LA Times columnist Matt Welch reflects today (Sunday) on John McCain and his underlying political philosophy. Having read the man’s four books (so none of the rest of us have to — something I think both Rush Limbaugh and James Wollcott have alternately said), Welch writes:
Liberals and conservatives alike fail to truly reflect his views, McCain writes, because “neither emphasizes the obligations of a free people to the nation.” His main governmental inspiration is Teddy Roosevelt, the “Eastern swell who became a man of the people,” whose great accomplishment was “to summon the American people to greatness.” In Roosevelt’s code, McCain writes approvingly, it was “absolutely required that every loyal citizen take risks for the country’s sake.” This is an essentially militaristic view of citizenship, one that explains many of McCain’s departures from partisan orthodoxy. Unlike traditional Republicans, he will gladly butt into the affairs of private industry if he perceives them to be undermining Americans’ faith in government; unlike Democrats, he thinks the executive branch generally needs more power, not less.
Yes, I think many of us sensed this from McCain, his attraction to presidential power. And his desire to boost “national greatness,” which can be built on nothing but slave labor and sculls. For McCain, the state, and not the individual human being, comes first. Human communities (and nations) are not willeed into being by free and autonomous human souls working together, but in fact the community exists outside and separate from those individuals and it is the community (or nation) that wills the individual into existence. The individual, then, owes all to the greater community, and simply has no choice in the matter.
It is in moments like this I am reminded of what Murray Rothbard said in Man, Economy and State: Only individuals have ends, and can act to attain them. There are no such things as ends or actions by “groups,” “collectives,” or “States,” which do not take place as actions by various specific individuals. “Societies” or “groups” have no independent existence aside from the actions of their individual members.
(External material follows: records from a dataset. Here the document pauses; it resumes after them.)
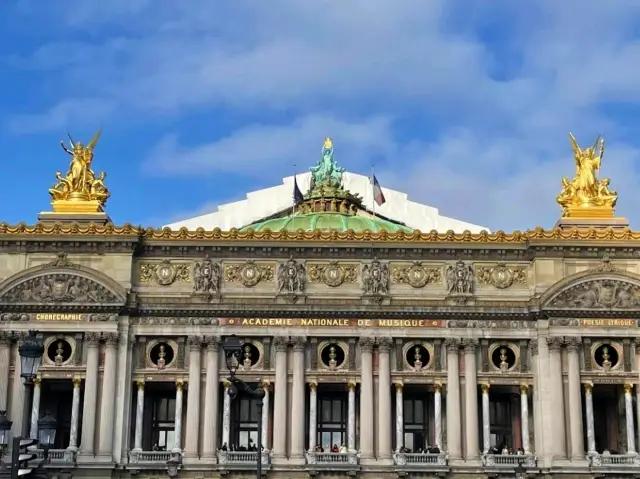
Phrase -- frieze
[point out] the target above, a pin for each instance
(417, 275)
(249, 273)
(501, 276)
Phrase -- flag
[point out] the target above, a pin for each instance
(298, 198)
(378, 196)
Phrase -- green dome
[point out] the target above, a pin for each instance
(328, 221)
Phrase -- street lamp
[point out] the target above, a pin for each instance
(30, 351)
(233, 352)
Oh, but let’s let Welch continue his essay on John McCain, aspiring tyrant, totalitarian, and theologian of state worship:
“Our greatness,” he wrote in “Worth the Fighting For,” “depends upon our patriotism, and our patriotism is hardly encouraged when we cannot take pride in the highest public institutions.” So, because steroids might be damaging the faith of young baseball fans, drug testing becomes a “transcendent issue,” requiring threats of federal intervention unless pro sports leagues shape up. Hollywood’s voluntary movie-rating system? A “smoke screen to provide cover for immoral and unconscionable business practices.” Ultimate Fighting on Indian reservations? “Barbaric” and worthy of government pressure on cable TV companies. Negative political ads by citizen groups? They “do little to further beneficial debate and healthy political dialogue” and so must be banned for 60 days before an election if they mention a candidate by name.
If his issues line up with yours, and if you’re not overly concerned by an activist federal government, McCain can be a great and sympathetic ally. But chances are he will eventually see a grave national threat in what you consider harmless, or he’ll prescribe a remedy that you consider unconscionable.
And then there’s Welch’s conclusion:
One of the many charming confessions in “Worth the Fighting For” is McCain’s complaint that the man he replaced in the Senate — Republican icon Barry Goldwater — was “never as affectionate as I would have liked.” Small wonder.
Goldwater, a man who seemed to emanate from Arizona’s dust, was the paragon of limited government, believing to his core that the feds shouldn’t tell you how to run a business or whom you can sleep with. McCain, on the other hand, is a third-generation D.C. insider who carpetbagged his way into office, believing to his core that “national pride will not survive the people’s contempt for government.”
God, I hope not. National pride is simply not worth the price in tears, theft, suffering and death.